Le Sénégal s’est fixé le défi du financement de la santé en général et celui de la lutte antitabac. Les coûts liés aux soins médicaux pour les maladies non transmissibles (MNT) représentent 30 % des dépenses nationales de sante?. Le tabagisme représente aussi un coût énorme aux dépenses de santé. Il faut noter qu’un déficit criant est constaté dans le financement de la lutte antitabac et des MNT.
En effet, «une étude, menée par le Consortium pour la recherche économique et sociale (CRES) en 2017, estime que le tabagisme a coûté 122 milliards FCFA à la société sénégalaise, pour ne lui en rapporter que 24 milliards en guise de taxe, soit une perte sèche de 98 milliards», a expliqué Amadou Kanouté.
Directeur exécutif de CICODEV Afrique, il s’est exprimé dans le cadre d’un atelier de sensibilisation des journalistes spécialisés dans le domaine de la santé. La rencontre a porté sur «La taxe parafiscale, un moyen de financement durable de la lutte antitabac et des maladies non transmissibles au Sénégal».

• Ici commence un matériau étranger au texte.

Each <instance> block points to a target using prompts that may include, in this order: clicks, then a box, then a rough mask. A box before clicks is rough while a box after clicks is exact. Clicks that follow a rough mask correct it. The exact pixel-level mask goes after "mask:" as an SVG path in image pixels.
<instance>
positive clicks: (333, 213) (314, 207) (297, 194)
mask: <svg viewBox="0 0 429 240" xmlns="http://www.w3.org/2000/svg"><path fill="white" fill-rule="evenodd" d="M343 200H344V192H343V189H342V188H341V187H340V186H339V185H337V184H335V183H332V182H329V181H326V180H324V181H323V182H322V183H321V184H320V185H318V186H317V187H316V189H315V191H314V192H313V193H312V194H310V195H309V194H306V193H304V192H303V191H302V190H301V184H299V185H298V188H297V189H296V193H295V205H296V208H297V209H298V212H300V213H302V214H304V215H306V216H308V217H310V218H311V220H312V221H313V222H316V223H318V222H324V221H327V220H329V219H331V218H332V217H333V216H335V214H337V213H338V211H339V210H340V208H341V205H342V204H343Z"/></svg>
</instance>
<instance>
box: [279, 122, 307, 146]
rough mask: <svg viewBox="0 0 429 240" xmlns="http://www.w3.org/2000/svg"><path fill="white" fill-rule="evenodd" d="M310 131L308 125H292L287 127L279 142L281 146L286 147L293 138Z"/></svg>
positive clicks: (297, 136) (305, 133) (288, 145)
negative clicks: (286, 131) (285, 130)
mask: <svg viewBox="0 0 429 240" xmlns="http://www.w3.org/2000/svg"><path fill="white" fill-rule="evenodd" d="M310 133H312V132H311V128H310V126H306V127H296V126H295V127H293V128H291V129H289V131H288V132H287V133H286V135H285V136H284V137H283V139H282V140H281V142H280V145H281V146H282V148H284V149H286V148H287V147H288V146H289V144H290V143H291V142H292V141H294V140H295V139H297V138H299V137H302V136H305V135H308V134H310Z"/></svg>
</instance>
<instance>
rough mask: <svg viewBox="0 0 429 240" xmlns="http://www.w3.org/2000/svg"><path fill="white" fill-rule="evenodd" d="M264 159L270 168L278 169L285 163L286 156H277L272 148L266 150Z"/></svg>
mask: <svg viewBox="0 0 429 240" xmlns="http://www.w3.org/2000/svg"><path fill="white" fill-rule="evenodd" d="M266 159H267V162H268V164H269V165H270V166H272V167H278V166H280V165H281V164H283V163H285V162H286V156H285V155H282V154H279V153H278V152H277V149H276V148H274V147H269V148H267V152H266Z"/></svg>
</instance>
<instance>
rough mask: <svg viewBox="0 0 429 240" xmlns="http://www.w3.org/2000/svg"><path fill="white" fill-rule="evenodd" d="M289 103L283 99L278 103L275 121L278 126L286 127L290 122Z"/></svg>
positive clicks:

D’ailleurs, CICODEV Afrique a lancé, depuis près d’une année, avec l’appui de Campaign for Tobacco Free Kids (CTFK) une campagne de plaidoyer dont l’objectif est d’adopter un décret instituant une taxe parafiscale sur le tabac pour financer la lutte contre le tabac et les MNT. «Ce ne sera pas une première, les secteurs du tourisme, des infrastructures, de l’énergie et récemment du logement, pour ne citer que ceux-là, ont tous bénéficié d’une taxe parafiscale», explique M. Kanouté.
Professeur Abdoul Aziz Kassé : “Ce qu’il faut réellement faire…”
«À chaque fois qu’une famille a un malade, elle se ruine pour le soigner. Ceux qui ont des cancéreux en savent quelque chose. Les indemnités de prévoyance maladie de certaines entreprises ne peuvent pas soigner tout le monde. Il faut un système de solidarité. Si chaque personne cotise 1 000 F par mois, on peut avoir la solution. Si chaque employeur paye pour ses employés et que l’État cotise pour ceux qui ne peuvent pas, on aura la solution. Obama l’a fait et on l’a appelé ‘Obama Care’», selon le professeur Abdoul Aziz Kassé.
Selon le cancérologue, ce qui rend malades les gens, c’est le tabac et l’alcool. Il faut mettre une taxe forte. Il faut taxer tous les produits transformés et dire aux Sénégalais que ces taxes parafiscales sont pour les soigner et il y aura suffisamment d’argent pour prendre en charge tout le monde. Pour ce faire, le Pr. Kassé invite à mutualiser le risque avec les assureurs qui vont faire la régularisation.
Revenant sur les acquis de la lutte antitabac, le Pr.Abdoul Aziz Kassé note qu’Il faut qu’on se félicite de ce qui a été fait. «L’industrie du tabac ne s’ingère plus dans ce qui se fait. Par rapport à la taxation, au début, on était dans des niveaux de taxation de 40. Aujourd’hui, on est à 65 et on peut passer jusqu’à 150. L’interdiction de la publicité des panneaux et parrainages est respectée. Vous ne voyez plus, encore moins de spectacles sponsorisés par le tabac. Les avertissements sanitaires sont visibles sur les paquets de cigarettes», dit-il.
C’est donc le cinquième point qui pose problème. Il s’agit de l’interdiction totale de fumer dans tous les lieux publics et les lieux ouverts au public. «Le ministère de la Santé est disposé à y travailler avec de nouvelles dispositions. Seulement, de nouveaux problèmes apparaissent. Il y a des produits dits émergents comme la chicha, le tabac chauffé et la cigarette électronique. Tant que nous vendons la cigarette et le tabac n’importe où, n’importe qui peut vendre n’importe quoi. Il faut créer des espaces qui vendent le tabac et créer des emplois dans les communes», dit-il.
Pour rappel, le budget alloué au secteur de la santé, au titre de l’année 2023, s’élève à 242 474 429 117 F CFA, soit 4,7 % du budget général. Il reste encore loin des 15 % du budget national prévu par l’Accord d’Abuja. Et sur ce montant, seulement 25 000 000 F CFA sont alloués à la lutte antitabac.
Selon l’Organisation mondiale de la santé (OMS), les maladies non transmissibles (MNT) telles que les maladies cardiovasculaires, l’hypertension artérielle, le cancer et le diabète, ont augmenté et causent actuellement 45 % des décès au Sénégal. Le chiffre est très élevé, car la moyenne est de 28 % en Afrique subsaharienne.